As maiores empresas da Argentina deram início a um processo de revalorização impressionante após a eleição de Javier Milei, em novembro do ano passado. A informação foi destacada em uma reportagem publicada neste final de semana pelo jornal La Nación, com base em dados do índice Merval, principal indicador da Bolsa de Valores de Buenos Aires.
O Merval, composto pelas 21 companhias argentinas com maior volume de operações no mercado de ações, apresentou um crescimento de US$ 61,3 bilhões na capitalização total nos últimos 12 meses, um salto de quase 130%. Este avanço reflete um período de transformações econômicas importantes no país.
Segundo a matéria do La Nación, a revalorização não decorre unicamente da eleição de um político libertário, que defende o livre mercado e repudia o controle estatal. O governo Milei implementou uma série de reformas, como a redução da inflação, saneamento de parte expressiva das finanças públicas e o aumento da liberdade para empreendedores.

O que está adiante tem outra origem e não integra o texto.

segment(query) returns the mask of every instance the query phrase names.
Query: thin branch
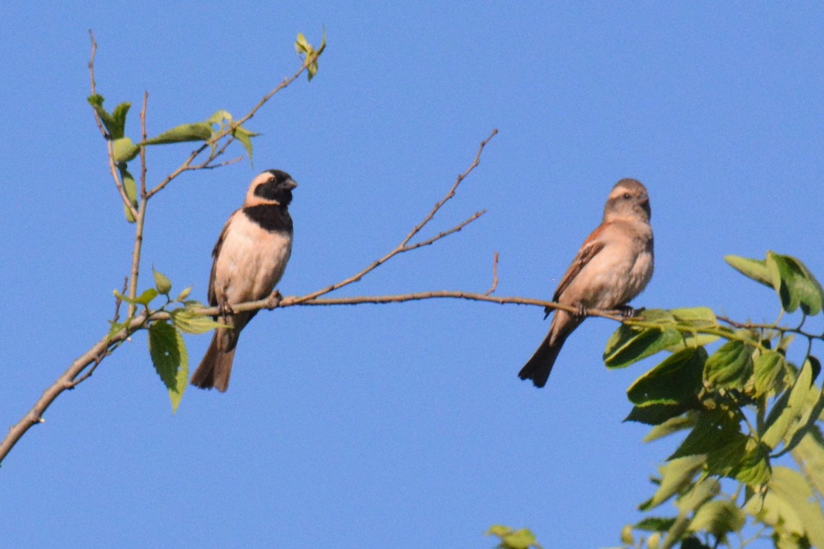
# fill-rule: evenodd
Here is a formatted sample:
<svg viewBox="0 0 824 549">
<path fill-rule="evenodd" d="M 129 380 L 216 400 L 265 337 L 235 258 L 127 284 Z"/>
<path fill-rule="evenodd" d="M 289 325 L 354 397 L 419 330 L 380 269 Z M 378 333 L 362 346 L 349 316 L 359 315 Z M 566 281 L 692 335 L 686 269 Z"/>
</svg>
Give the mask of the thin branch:
<svg viewBox="0 0 824 549">
<path fill-rule="evenodd" d="M 489 295 L 494 293 L 498 288 L 498 252 L 495 252 L 495 255 L 492 258 L 492 286 L 489 289 L 486 291 L 485 295 Z"/>
<path fill-rule="evenodd" d="M 257 113 L 257 111 L 260 110 L 260 108 L 263 105 L 265 105 L 270 99 L 272 99 L 272 97 L 274 97 L 276 93 L 278 93 L 279 91 L 280 91 L 283 88 L 288 86 L 292 82 L 295 81 L 297 79 L 297 77 L 300 77 L 301 74 L 303 73 L 303 72 L 307 69 L 307 67 L 309 67 L 309 65 L 311 65 L 311 63 L 313 63 L 316 61 L 317 61 L 318 57 L 320 57 L 320 54 L 316 54 L 312 55 L 311 57 L 307 58 L 303 62 L 303 64 L 301 66 L 301 67 L 294 74 L 293 74 L 291 77 L 288 77 L 287 78 L 284 78 L 283 81 L 281 81 L 277 86 L 274 87 L 274 89 L 273 89 L 268 94 L 266 94 L 265 95 L 264 95 L 263 98 L 260 101 L 258 101 L 257 105 L 255 105 L 254 107 L 252 107 L 251 110 L 250 110 L 248 113 L 246 113 L 241 119 L 239 119 L 237 120 L 232 121 L 232 123 L 230 123 L 222 131 L 215 133 L 211 137 L 209 137 L 208 140 L 206 141 L 206 142 L 204 142 L 199 147 L 198 147 L 197 149 L 195 149 L 194 151 L 193 151 L 192 153 L 190 155 L 189 155 L 189 157 L 183 162 L 182 165 L 180 165 L 180 167 L 178 167 L 173 172 L 171 172 L 171 174 L 169 174 L 168 175 L 166 175 L 166 178 L 162 181 L 161 181 L 159 184 L 157 184 L 157 185 L 154 188 L 152 188 L 152 190 L 150 190 L 147 193 L 147 198 L 151 198 L 155 194 L 157 194 L 160 191 L 163 190 L 163 188 L 167 184 L 169 184 L 170 183 L 171 183 L 172 180 L 174 180 L 177 176 L 179 176 L 183 172 L 188 171 L 188 170 L 190 170 L 202 169 L 202 168 L 204 168 L 204 167 L 208 166 L 209 165 L 209 162 L 211 162 L 213 160 L 214 160 L 214 158 L 216 158 L 218 156 L 219 156 L 219 154 L 222 154 L 222 151 L 226 150 L 226 147 L 228 145 L 228 143 L 225 144 L 222 147 L 222 149 L 219 151 L 219 152 L 218 154 L 216 154 L 214 156 L 210 156 L 209 158 L 204 163 L 204 165 L 202 165 L 200 166 L 196 166 L 196 165 L 193 166 L 192 165 L 192 162 L 194 161 L 195 158 L 197 158 L 198 156 L 200 156 L 200 153 L 202 153 L 207 148 L 212 147 L 212 145 L 213 143 L 218 142 L 218 141 L 220 141 L 221 139 L 222 139 L 223 137 L 225 137 L 227 136 L 230 136 L 232 132 L 234 132 L 236 129 L 237 129 L 245 122 L 246 122 L 247 120 L 249 120 L 250 119 L 251 119 L 253 116 L 255 116 L 255 114 Z M 232 141 L 233 139 L 234 139 L 233 137 L 230 138 L 229 142 L 231 142 L 231 141 Z"/>
<path fill-rule="evenodd" d="M 140 109 L 141 142 L 146 142 L 146 105 L 149 100 L 149 92 L 143 92 L 143 106 Z M 146 198 L 146 146 L 140 147 L 140 196 Z"/>
<path fill-rule="evenodd" d="M 449 189 L 449 192 L 447 193 L 447 195 L 443 197 L 443 198 L 440 202 L 435 204 L 435 206 L 432 208 L 432 211 L 429 212 L 429 213 L 426 216 L 426 217 L 424 218 L 424 221 L 416 225 L 414 227 L 413 227 L 412 230 L 410 231 L 410 234 L 406 235 L 405 239 L 404 239 L 404 241 L 400 243 L 401 248 L 405 247 L 406 244 L 409 243 L 409 241 L 411 240 L 415 235 L 420 232 L 420 230 L 423 229 L 427 223 L 432 221 L 432 218 L 435 216 L 435 214 L 438 213 L 438 210 L 441 209 L 441 207 L 446 204 L 447 202 L 448 202 L 452 197 L 455 196 L 455 191 L 457 190 L 458 185 L 461 184 L 461 182 L 463 181 L 465 179 L 466 179 L 466 176 L 469 175 L 472 172 L 472 170 L 478 166 L 479 164 L 480 164 L 480 155 L 481 153 L 484 152 L 484 147 L 486 147 L 486 144 L 489 143 L 489 141 L 493 137 L 494 137 L 495 135 L 497 134 L 498 134 L 498 129 L 495 128 L 492 130 L 492 133 L 489 134 L 489 137 L 480 142 L 480 147 L 478 147 L 478 152 L 475 153 L 475 160 L 472 161 L 472 164 L 471 164 L 470 166 L 466 168 L 466 170 L 464 170 L 462 174 L 457 176 L 457 178 L 455 179 L 455 184 L 452 185 L 452 188 Z"/>
<path fill-rule="evenodd" d="M 470 166 L 462 174 L 457 176 L 457 179 L 455 180 L 455 184 L 452 185 L 452 188 L 449 189 L 449 192 L 447 193 L 446 196 L 444 196 L 442 199 L 441 199 L 438 202 L 435 204 L 435 206 L 432 208 L 429 213 L 428 213 L 426 216 L 424 218 L 424 221 L 416 225 L 412 229 L 412 230 L 410 231 L 410 233 L 406 235 L 406 237 L 400 242 L 400 244 L 399 244 L 395 248 L 395 249 L 391 250 L 380 259 L 372 262 L 368 267 L 363 268 L 363 270 L 349 277 L 349 278 L 346 278 L 344 280 L 340 281 L 339 282 L 332 284 L 331 286 L 326 286 L 325 288 L 318 290 L 317 291 L 314 291 L 311 294 L 307 294 L 307 295 L 297 299 L 299 300 L 301 302 L 310 301 L 317 297 L 320 297 L 321 295 L 325 295 L 326 294 L 339 290 L 344 286 L 349 286 L 349 284 L 357 282 L 360 281 L 363 277 L 365 277 L 366 275 L 372 272 L 383 263 L 386 263 L 387 261 L 394 258 L 396 255 L 398 255 L 399 254 L 403 254 L 404 252 L 409 252 L 413 249 L 416 249 L 418 248 L 420 248 L 421 246 L 426 246 L 430 244 L 433 244 L 433 242 L 436 242 L 437 240 L 439 240 L 440 239 L 445 236 L 448 236 L 449 235 L 452 235 L 453 233 L 461 230 L 465 226 L 466 226 L 467 225 L 469 225 L 470 223 L 471 223 L 472 221 L 474 221 L 475 220 L 478 219 L 482 215 L 484 215 L 485 210 L 483 212 L 478 212 L 473 214 L 469 219 L 459 223 L 458 225 L 455 226 L 452 229 L 449 229 L 448 230 L 445 230 L 442 233 L 439 233 L 436 236 L 433 236 L 431 239 L 428 239 L 428 240 L 424 240 L 423 242 L 419 242 L 417 244 L 409 245 L 409 242 L 410 240 L 412 240 L 412 237 L 419 233 L 421 229 L 423 229 L 427 223 L 432 221 L 432 218 L 434 217 L 438 211 L 441 209 L 441 207 L 445 203 L 447 203 L 447 202 L 448 202 L 452 197 L 455 196 L 455 190 L 457 188 L 458 185 L 461 184 L 461 182 L 463 181 L 466 178 L 466 176 L 469 175 L 472 172 L 472 170 L 475 170 L 475 167 L 480 163 L 480 155 L 484 151 L 484 147 L 486 147 L 486 144 L 489 142 L 489 140 L 492 139 L 494 137 L 495 137 L 495 134 L 497 133 L 498 133 L 497 129 L 492 130 L 492 133 L 489 134 L 489 137 L 480 142 L 480 147 L 478 148 L 478 152 L 475 153 L 475 160 L 472 161 L 472 163 L 470 165 Z"/>
<path fill-rule="evenodd" d="M 95 41 L 95 34 L 89 30 L 89 36 L 91 39 L 91 54 L 89 56 L 89 82 L 91 89 L 91 95 L 97 95 L 97 84 L 95 81 L 95 56 L 97 54 L 97 42 Z M 117 165 L 115 162 L 115 148 L 114 142 L 112 141 L 111 136 L 106 132 L 105 128 L 103 125 L 103 121 L 101 119 L 100 114 L 94 109 L 91 109 L 92 114 L 95 117 L 95 123 L 97 124 L 97 129 L 100 130 L 101 135 L 105 139 L 106 144 L 106 155 L 109 160 L 109 171 L 111 174 L 111 178 L 115 181 L 115 187 L 117 188 L 118 193 L 120 195 L 120 200 L 123 201 L 124 207 L 129 211 L 133 217 L 138 216 L 138 211 L 134 209 L 134 206 L 132 204 L 132 201 L 129 199 L 129 195 L 126 194 L 126 188 L 123 186 L 123 181 L 120 179 L 118 174 Z"/>
</svg>

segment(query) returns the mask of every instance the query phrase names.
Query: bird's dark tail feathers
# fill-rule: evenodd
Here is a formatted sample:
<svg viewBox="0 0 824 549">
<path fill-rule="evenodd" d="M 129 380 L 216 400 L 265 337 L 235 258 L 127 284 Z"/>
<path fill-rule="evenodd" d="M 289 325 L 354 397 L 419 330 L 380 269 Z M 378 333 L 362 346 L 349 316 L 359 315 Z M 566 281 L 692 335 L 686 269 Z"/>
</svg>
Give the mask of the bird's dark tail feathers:
<svg viewBox="0 0 824 549">
<path fill-rule="evenodd" d="M 555 364 L 558 353 L 564 347 L 569 333 L 559 334 L 555 341 L 550 345 L 550 339 L 552 337 L 551 332 L 546 335 L 544 341 L 541 342 L 538 350 L 532 355 L 532 358 L 527 361 L 524 367 L 518 372 L 518 377 L 522 379 L 531 379 L 532 384 L 536 387 L 543 387 L 546 384 L 546 380 L 550 379 L 550 372 Z"/>
<path fill-rule="evenodd" d="M 192 384 L 200 388 L 212 388 L 213 387 L 221 393 L 226 393 L 229 388 L 229 376 L 232 375 L 232 361 L 235 358 L 235 345 L 231 345 L 231 349 L 219 349 L 218 339 L 222 334 L 215 331 L 212 337 L 212 342 L 208 346 L 208 351 L 200 361 L 200 365 L 194 370 L 192 375 Z"/>
</svg>

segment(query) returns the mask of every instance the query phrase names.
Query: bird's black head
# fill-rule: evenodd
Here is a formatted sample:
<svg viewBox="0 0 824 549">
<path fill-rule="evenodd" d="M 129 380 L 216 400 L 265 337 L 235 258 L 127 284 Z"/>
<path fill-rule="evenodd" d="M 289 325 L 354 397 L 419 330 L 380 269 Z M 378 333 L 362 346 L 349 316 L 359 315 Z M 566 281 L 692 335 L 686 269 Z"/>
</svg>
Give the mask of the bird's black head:
<svg viewBox="0 0 824 549">
<path fill-rule="evenodd" d="M 288 206 L 292 202 L 292 189 L 297 186 L 297 184 L 285 171 L 267 170 L 252 181 L 246 205 L 273 201 L 281 206 Z"/>
</svg>

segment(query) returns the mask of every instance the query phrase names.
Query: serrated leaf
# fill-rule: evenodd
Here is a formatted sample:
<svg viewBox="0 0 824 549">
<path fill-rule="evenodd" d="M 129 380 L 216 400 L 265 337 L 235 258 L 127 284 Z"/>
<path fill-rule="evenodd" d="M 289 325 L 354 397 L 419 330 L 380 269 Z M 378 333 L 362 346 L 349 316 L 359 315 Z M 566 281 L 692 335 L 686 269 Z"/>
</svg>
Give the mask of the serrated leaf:
<svg viewBox="0 0 824 549">
<path fill-rule="evenodd" d="M 207 141 L 212 137 L 212 125 L 206 122 L 180 124 L 146 141 L 146 145 L 165 145 L 190 141 Z"/>
<path fill-rule="evenodd" d="M 125 301 L 126 303 L 131 303 L 133 305 L 147 305 L 152 301 L 152 300 L 157 297 L 157 291 L 155 290 L 154 288 L 149 288 L 143 293 L 135 297 L 133 300 L 129 298 L 128 295 L 121 294 L 117 290 L 114 290 L 112 293 L 115 294 L 115 297 L 120 300 L 121 301 Z"/>
<path fill-rule="evenodd" d="M 192 286 L 190 286 L 186 288 L 184 288 L 183 291 L 181 291 L 180 294 L 176 298 L 175 298 L 175 300 L 182 303 L 186 300 L 186 298 L 189 297 L 189 294 L 190 293 L 192 293 Z"/>
<path fill-rule="evenodd" d="M 805 314 L 821 312 L 824 291 L 803 263 L 789 255 L 767 252 L 766 265 L 785 311 L 792 313 L 800 306 Z"/>
<path fill-rule="evenodd" d="M 630 414 L 624 418 L 625 421 L 635 421 L 645 425 L 661 425 L 673 417 L 681 416 L 689 411 L 691 407 L 672 404 L 650 404 L 648 406 L 634 406 Z"/>
<path fill-rule="evenodd" d="M 89 102 L 89 105 L 91 105 L 91 108 L 95 109 L 96 113 L 97 113 L 97 116 L 100 118 L 101 122 L 103 123 L 103 127 L 105 128 L 106 133 L 110 136 L 111 136 L 112 135 L 111 128 L 115 125 L 115 119 L 112 119 L 111 114 L 110 114 L 109 112 L 103 108 L 103 100 L 104 100 L 103 95 L 100 95 L 97 94 L 94 95 L 89 95 L 86 100 Z"/>
<path fill-rule="evenodd" d="M 232 136 L 241 142 L 246 149 L 246 156 L 249 156 L 249 164 L 252 164 L 252 140 L 251 138 L 260 135 L 255 132 L 250 132 L 242 126 L 238 126 L 232 133 Z"/>
<path fill-rule="evenodd" d="M 627 389 L 633 404 L 691 404 L 701 388 L 707 360 L 704 347 L 691 347 L 667 357 L 639 377 Z"/>
<path fill-rule="evenodd" d="M 657 425 L 649 430 L 647 435 L 642 439 L 642 442 L 652 442 L 653 440 L 658 440 L 658 439 L 672 435 L 673 433 L 677 433 L 684 430 L 685 429 L 691 429 L 694 426 L 695 426 L 695 418 L 694 414 L 687 413 L 686 416 L 671 417 L 662 424 Z"/>
<path fill-rule="evenodd" d="M 710 355 L 704 379 L 718 388 L 741 388 L 752 375 L 752 347 L 740 340 L 727 342 Z"/>
<path fill-rule="evenodd" d="M 691 484 L 696 474 L 704 467 L 705 458 L 703 455 L 687 456 L 673 459 L 660 469 L 661 484 L 652 498 L 639 505 L 642 511 L 646 511 L 660 505 L 671 497 L 681 491 Z"/>
<path fill-rule="evenodd" d="M 728 444 L 740 444 L 738 422 L 723 409 L 705 412 L 698 416 L 695 426 L 667 460 L 689 455 L 717 452 Z"/>
<path fill-rule="evenodd" d="M 126 193 L 126 198 L 129 198 L 129 202 L 137 209 L 138 184 L 135 183 L 134 178 L 126 170 L 125 165 L 121 165 L 121 166 L 119 170 L 120 171 L 120 180 L 123 182 L 123 190 Z M 126 207 L 125 204 L 123 205 L 123 214 L 126 216 L 126 221 L 129 223 L 133 223 L 137 221 L 134 219 L 134 216 L 132 215 L 132 211 Z"/>
<path fill-rule="evenodd" d="M 806 361 L 795 383 L 775 402 L 767 416 L 761 442 L 770 449 L 781 442 L 793 423 L 801 417 L 812 381 L 812 365 Z"/>
<path fill-rule="evenodd" d="M 166 322 L 149 327 L 149 355 L 169 392 L 171 412 L 177 412 L 189 379 L 189 356 L 180 333 Z"/>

O impacto dessas reformas resultou em um ambiente de negócios mais favorável e previsível, impulsionando o otimismo nas empresas e atraindo investidores internacionais. Os setores mais beneficiados pelas novas políticas foram o bancário e o energético, devido a uma queda expressiva no risco-país, que caiu de 1,9 mil para 769 pontos.
Os bancos, como Galicia, Macro e BBVA, registraram um crescimento de aproximadamente 300% desde dezembro de 2023. Por sua vez, a capitalização das companhias de energia, motivada por ajustes tarifários, cresceu 195%, saltando de US$ 4,3 bilhões para US$ 12,8 bilhões, com destaque para a petrolífera YPF, que explora grandes reservas de gás e petróleo.
Empresas de serviços públicos, como a transportadora de gás natural Gas del Sur e a distribuidora elétrica Edenor, também registraram crescimento significativo devido ao novo cenário de previsibilidade econômica. O próximo passo, segundo o analista de investimentos Tobías Sanches ouvido pelo La Nación, é ampliar o acesso ao crédito, o que pode impactar positivamente toda a economia, promovendo o mercado de trabalho e atraindo investidores e empreendedores.
Contudo, o analista financeiro José Ignacio Thome alerta que a volatilidade do mercado é um obstáculo importante para o governo Milei. Ele aponta que os próximos meses podem trazer desafios, especialmente relacionados à inflação e ao manejo da dívida externa, aspectos cruciais para manter a estabilidade econômica do país.